The data recorded here demonstrated for the first time that apoptotic cells were present in the eye with EAU and that Fas and FasL were expressed in the eye with EAU. The apoptotic cells in EAU eyes were confirmed by three different methods (i.e., TUNEL methods, electron microscopic examinations, and DNA gel electrophoresis). The apoptotic cells were detected in the aqueous humor, vitreous, ciliary body, and retina. A kinetic study after S-antigen immunization showed that the apoptotic cells were found only after EAU onset and that they were most remarkable on day 2 after the disease onset. The kinetics of apoptotic cells in the eye with EAU were in accord with the disease activity. Apoptosis is considered to be a mechanism that causes programmed cell death and eliminates activated lymphocytes and malignant cells. ⁷ Therefore, it is suggested that apoptosis might play a role in the mechanisms that regulate EAU by eliminating infiltrating cells in the eye. However, the maximum proportion of apoptotic cells in the ocular infiltrating cells was 12.4% in the aqueous humor and 10.0% in the vitreous at the peak time of clinical EAU. According to a time-course study of apoptosis, it occurs in a few hours after apoptosis-inducing signals and completes in 24 hours. ⁸ The apoptotic cells will be eliminated by inflammatory cells soon after the occurrence of apoptosis. It is, therefore, assumed that the percentage of apoptotic cells in the ocular infiltrating cells described above would be underestimated because many of infiltrating cells that had undergone apoptosis and been eliminated from the eye were not detected by the present assay methods. This suggests that a part, but not all, of infiltrating cells in EAU eyes are eliminated by apoptosis.

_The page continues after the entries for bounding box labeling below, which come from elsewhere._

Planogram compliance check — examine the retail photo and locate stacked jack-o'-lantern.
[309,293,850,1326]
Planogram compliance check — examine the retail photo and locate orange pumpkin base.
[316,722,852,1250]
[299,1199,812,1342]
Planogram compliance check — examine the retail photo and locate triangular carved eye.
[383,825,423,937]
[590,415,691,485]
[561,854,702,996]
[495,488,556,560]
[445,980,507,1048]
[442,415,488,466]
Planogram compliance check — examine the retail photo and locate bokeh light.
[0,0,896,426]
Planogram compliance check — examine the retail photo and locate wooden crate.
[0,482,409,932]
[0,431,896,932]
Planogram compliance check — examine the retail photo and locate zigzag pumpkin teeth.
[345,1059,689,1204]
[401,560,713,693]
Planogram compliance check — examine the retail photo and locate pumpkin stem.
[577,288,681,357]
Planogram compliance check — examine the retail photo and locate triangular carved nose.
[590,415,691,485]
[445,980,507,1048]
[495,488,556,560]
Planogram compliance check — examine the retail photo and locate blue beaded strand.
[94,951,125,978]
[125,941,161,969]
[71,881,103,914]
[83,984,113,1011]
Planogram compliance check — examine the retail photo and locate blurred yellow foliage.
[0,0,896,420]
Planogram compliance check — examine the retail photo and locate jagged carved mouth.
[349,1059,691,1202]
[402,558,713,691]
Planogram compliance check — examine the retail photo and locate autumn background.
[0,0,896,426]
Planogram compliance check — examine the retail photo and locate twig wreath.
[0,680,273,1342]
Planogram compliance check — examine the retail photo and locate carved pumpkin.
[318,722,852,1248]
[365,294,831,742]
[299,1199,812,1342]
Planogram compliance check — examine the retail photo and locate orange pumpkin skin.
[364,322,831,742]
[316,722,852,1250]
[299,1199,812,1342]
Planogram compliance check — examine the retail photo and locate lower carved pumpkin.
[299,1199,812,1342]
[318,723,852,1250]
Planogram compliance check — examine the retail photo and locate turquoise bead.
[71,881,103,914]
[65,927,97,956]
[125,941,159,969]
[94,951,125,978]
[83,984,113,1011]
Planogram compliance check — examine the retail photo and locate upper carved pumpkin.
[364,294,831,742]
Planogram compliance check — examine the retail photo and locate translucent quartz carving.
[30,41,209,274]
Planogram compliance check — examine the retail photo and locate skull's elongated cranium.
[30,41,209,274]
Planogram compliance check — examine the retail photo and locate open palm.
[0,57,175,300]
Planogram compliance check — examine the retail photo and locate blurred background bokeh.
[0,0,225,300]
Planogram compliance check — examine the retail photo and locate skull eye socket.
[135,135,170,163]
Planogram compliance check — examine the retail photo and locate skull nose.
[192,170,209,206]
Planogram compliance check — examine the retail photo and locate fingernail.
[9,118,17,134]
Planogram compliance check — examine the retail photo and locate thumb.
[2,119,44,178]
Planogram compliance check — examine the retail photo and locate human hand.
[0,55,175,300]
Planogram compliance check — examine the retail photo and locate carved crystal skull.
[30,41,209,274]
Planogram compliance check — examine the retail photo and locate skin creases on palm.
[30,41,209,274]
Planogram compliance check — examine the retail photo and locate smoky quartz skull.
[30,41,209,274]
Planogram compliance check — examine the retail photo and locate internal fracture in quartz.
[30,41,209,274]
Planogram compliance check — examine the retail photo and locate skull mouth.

In fact, ocular tissue damages demonstrated by histologic examination still progressed after the peak time of apoptosis. Therefore, apoptosis occurs in the eye with EAU, but its contribution in the mechanisms to downregulate EAU might be limited. 

Apoptosis can be mediated by a variety of signals. One of the most important signals to cause apoptosis is Fas–FasL interaction. ⁴ Current dogma is that ocular resident cells express FasL and that infiltrating T cells expressing Fas interact with FasL and then go into apoptosis. ⁹ To investigate whether the Fas–FasL–mediated apoptosis takes place in EAU, the expression of Fas and FasL was studied in the eye with EAU by immunohistopathologic examinations. Fas expression was abundantly detected on infiltrating cells in the eye with EAU. Although in the present study FasL expression was hardly detected on ocular resident cells of naive rats, previous studies ¹⁰ demonstrate significant expression of FasL on naive ocular resident cells, such as corneal endothelium. Therefore, it is considered that FasL is expressed on naive ocular resident cells, although the intensity of its expression might be weak. In contrast to naive ocular resident cells, ocular infiltrating cells abundantly expressed FasL in the present study. The previous studies together with the present study indicate two possible mechanisms by which T cells in the eye with EAU go into apoptosis: T cells go into apoptosis due to Fas–FasL interaction with other T cells and FasL expression on resident ocular cells is upregulated during inflammation followed by interaction with Fas-expressing T cells. 

In conclusion, the present study suggests that Fas–FasL–mediated apoptosis occurs in the eye with EAU and that it plays a role in the immunopathogenic mechanisms to eliminate ocular infiltrating cells and downregulate the inflammation of EAU.